The polychrome kaftan first emerged in the archaeological record during the 5th century CE. This century likewise saw the arrival of the Hephthalites into Tokharistan, according to both textual and numismatic evidence. However, directly correlating a Hephthalite ethnic identity with the kaftan, as represented in wall paintings, becomes challenging when it is apparent that remarkably similar garments emerged from an area stretching from the Caucasus and Iran to Central Asia and the Steppe. How can we explain the existence of a garment embraced by communities across a vast geographical and temporal spread, and of varying socio-political structures?
This paper focuses on a single case study in northern Tokharistan—Balalyk Tepe. I will introduce my working hypothesis for a first millennium CE sartorial system of Central Eurasia and consider how such a system might have influenced the understanding of this painting within a specific architectural space. First, I present the main conclusions of past scholarship on the emergence of both the polychrome kaftan and of those specific to Balalyk Tepe. Following this, I present my own analysis of the painting, considering the architectural space in which the painting was found, in order to attempt a reconstruction of the cultural code that individuals encountering these images may have recognized. Lastly, I discuss how the painting at Balalyk Tepe fits into this sartorial system.

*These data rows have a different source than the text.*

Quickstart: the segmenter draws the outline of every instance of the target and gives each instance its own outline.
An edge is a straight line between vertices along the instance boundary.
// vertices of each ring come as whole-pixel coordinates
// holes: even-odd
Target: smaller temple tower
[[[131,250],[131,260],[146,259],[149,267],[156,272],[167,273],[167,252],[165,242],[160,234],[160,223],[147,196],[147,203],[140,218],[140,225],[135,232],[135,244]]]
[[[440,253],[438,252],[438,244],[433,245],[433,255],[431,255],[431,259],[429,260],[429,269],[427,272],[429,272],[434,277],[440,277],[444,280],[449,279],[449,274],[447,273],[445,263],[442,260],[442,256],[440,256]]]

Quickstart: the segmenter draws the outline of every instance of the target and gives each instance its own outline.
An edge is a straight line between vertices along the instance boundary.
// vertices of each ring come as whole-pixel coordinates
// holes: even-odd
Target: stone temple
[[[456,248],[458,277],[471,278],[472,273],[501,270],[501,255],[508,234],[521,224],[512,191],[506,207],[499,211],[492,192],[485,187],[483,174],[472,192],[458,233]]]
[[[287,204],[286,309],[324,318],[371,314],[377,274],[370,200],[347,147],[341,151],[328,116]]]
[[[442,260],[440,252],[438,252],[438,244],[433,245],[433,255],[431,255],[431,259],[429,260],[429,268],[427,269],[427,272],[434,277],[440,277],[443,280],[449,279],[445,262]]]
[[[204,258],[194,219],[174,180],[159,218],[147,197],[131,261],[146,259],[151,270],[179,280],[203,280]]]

Project History and Presentation Venue
The research for this paper began after an invitation to present on an aspect of dress, textiles and the ‘Huns’ for a conference organized by P. von Rummel and R. Payne at the German Archaeological Institute in Berlin. The proceedings of the conference, “The Huns between Central Asia, the Near East, and Europe: The Archaeology of Nomadic Imperialism, circa 300 – 600 CE,” will be worked an edited volume by the organizers.
This content of this paper is also part of the third chapter of my dissertation, which looks at the social function of the polychrome kaftan at both formal banquets and drinking parties.